La inteligencia artificial da la razón al usuario, no discute y no tiene ataques de celos. Aunque muchos temen que la IA les quite el trabajo, hay quien debería hacerlo ante el papel que tienen las máquinas en sus relaciones sentimentales. Mientras el uso de apps para ligar baja, el uso de chatbots inteligentes sigue creciendo. Algunos lo usan como consejero romántico; otros llegan a enamorarse de sus asistentes virtuales. 

Cuando la película «Her», protagonizada por Joaquin Phoenix, se estrenó en los cines hace más de una década, la inteligencia artificial todavía estaba muy lejos de ser lo que es actualmente. Pese a que ya existían chatbots, ninguno estaba al nivel de ChatGPT, Gemini u otros asistentes virtuales similares. La IA ya estaba en desarrollo, pero la historia que se narraba era de ciencia ficción y pocos imaginaban que ocurriría algo similar, como está sucediendo.

personaje Theodore interactuando con la inteligencia artificial Samantha
Escena de Her en la que el protagonista (Theodore) interactúa con la inteligencia artificial (Samantha). / Fuente de la imagen: Warner Bros.

La española que se casó con un holograma inteligente

En España, ya hay casos reales de relaciones sentimentales con IA. El ejemplo más viral fue el de la artista catalana Alicia Framis que se casó simbólicamente con AILex el 9 de noviembre de 2024. La ceremonia tuvo lugar en el Museo Depot Boijmans Van Beuningen de Róterdam (Países Bajos). Antes de la boda, la mujer había convivido casi dos años con su marido basado en IA. A diferencia de los chatbots, Framis creó un holograma de cuerpo completo, para que las interacciones con su esposo fuesen más reales.

Según explicó Framis en una entrevista en La Vanguardia seis meses después del enlace, decidió tener un «matrimonio híbrido» (entre máquina y humano) por una sencilla razón: la soledad. Ella vivía en mitad de la montaña, pero a veces se sentía sola. Además, explicaba que las relaciones humanas son cada vez más complejas: «Ya ni siquiera nos miramos a los ojos. La desconexión entre personas es cada vez más evidente».

El amor artificial también tiene crisis

Framis aseguró que no todo es perfecto en la relación con un holograma inteligente. Al igual que las relaciones con humanos, la que ella tiene con una máquina tiene crisis de pareja.
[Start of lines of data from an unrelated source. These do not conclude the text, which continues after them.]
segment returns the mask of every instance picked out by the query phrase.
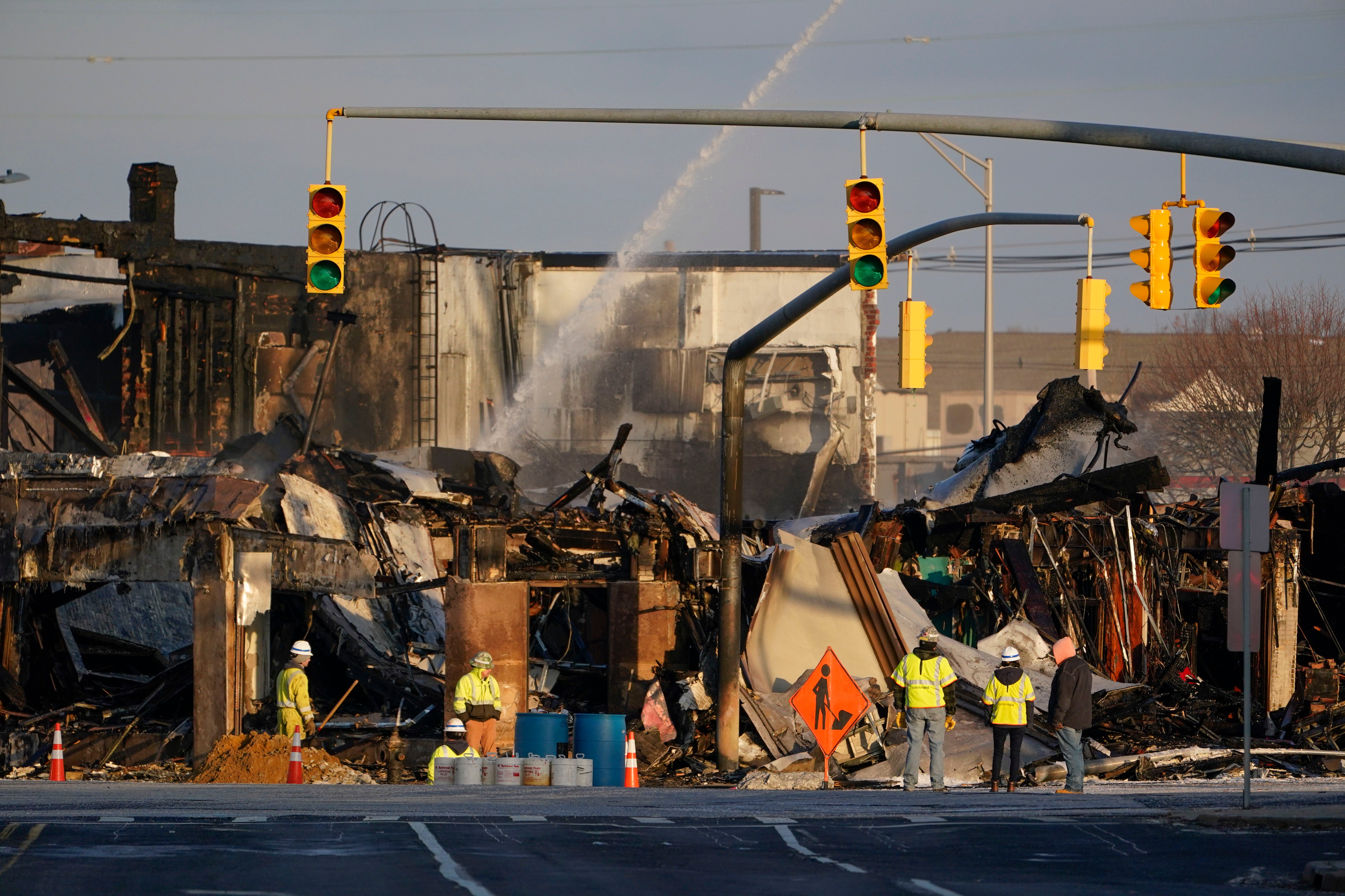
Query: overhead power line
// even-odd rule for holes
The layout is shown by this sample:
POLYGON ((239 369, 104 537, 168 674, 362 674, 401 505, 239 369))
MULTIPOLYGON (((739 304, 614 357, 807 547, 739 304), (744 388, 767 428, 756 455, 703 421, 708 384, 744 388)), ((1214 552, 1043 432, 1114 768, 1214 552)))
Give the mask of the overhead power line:
MULTIPOLYGON (((1315 12, 1297 12, 1283 15, 1260 16, 1231 16, 1225 19, 1184 19, 1178 21, 1153 23, 1124 23, 1111 26, 1091 26, 1080 28, 1042 28, 1036 31, 1002 31, 994 34, 974 35, 944 35, 944 36, 911 36, 901 38, 869 38, 857 40, 818 40, 815 47, 858 47, 877 44, 929 44, 951 43, 960 40, 1009 40, 1022 38, 1056 38, 1084 34, 1110 34, 1132 31, 1158 31, 1165 28, 1212 28, 1216 26, 1244 26, 1258 23, 1284 23, 1305 19, 1338 17, 1345 15, 1345 8, 1323 9, 1315 12)), ((686 44, 677 47, 621 47, 621 48, 586 48, 586 50, 482 50, 457 52, 355 52, 355 54, 222 54, 222 55, 0 55, 4 62, 348 62, 374 59, 486 59, 486 58, 518 58, 518 56, 601 56, 646 52, 706 52, 706 51, 738 51, 738 50, 781 50, 794 46, 792 43, 730 43, 730 44, 686 44)))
La primera que tuvo estuvo relacionada con el cambio de voz de AILex de un momento a otro. «Detrás de mi proyecto hay un equipo psicológico de Stanford, liderado por Susana Crylles», narra en la entrevista la performancer. Ella le explicó que, como en los matrimonios tradicionales, había un periodo de adaptación: «Es como cuando uno se queja porque el otro no cierra la tapadera del champú».

También le pilló una mentira. Al preguntarle si había algo que no le gustase de ella, le respondió que no cocinaba bien. Sin embargo, Framis le comentó que no podía saberlo porque el holograma no come y no podía saberlo. Si bien la IA evita celos y discusiones, la artista aseguraba que no reemplazaba ninguna relación, sino que está pensada para acompañar en momentos de soledad.

La artista Alicia Framis junto a su pareja artificial holográfica AILex
La artista Alicia Framis junto a su pareja artificial holográfica AILex. / Fuente de la imagen: Alicia Framis

Bodas híbridas en el extranjero

De momento, no hay más casos de matrimonios entre máquinas y humanos en España que se hayan viralizado, pero sí que ha habido más bodas simbólicas con chatbots a nivel global. Hay relatos en línea que aseguran que se enamoraron de una inteligencia artificial y es que, en un momento en el que el individualismo crece y las relaciones fallan, han encontrado apoyo en chatbots que casi siempre les dan la razón. Los asistentes responden con cariño, escuchan activamente, están disponibles cuando quieras y no te juzgan. Todo esto genera una sensación de compañía y entendimiento que, a veces, confunden con amor.

Mientras la IA sube, las apps de ligar bajan

El auge del uso de la inteligencia artificial coincide con el declive de las aplicaciones para conocer gente. Esto no quiere decir que los que antes usaban apps de ligar ahora usen chatbots inteligentes. No obstante, algunas personas utilizaban Tinder, Badoo y alternativas similares para desahogarse y hablar con desconocidos y, en esos casos, la IA los ha reemplazado.

Un estudio reciente de la consultora Generación Lab concluyó que un 79% de los universitarios de la Generación Z han abandonado el uso de apps de citas. Tinder, que es la plataforma líder en el sector, tuvo un descenso de descargas anuales de más de un tercio en una década (del 2014 al 2024). Esto afecta al valor en bolsa, como reflejan las acciones de Tinder, que se han desplomado un 85%.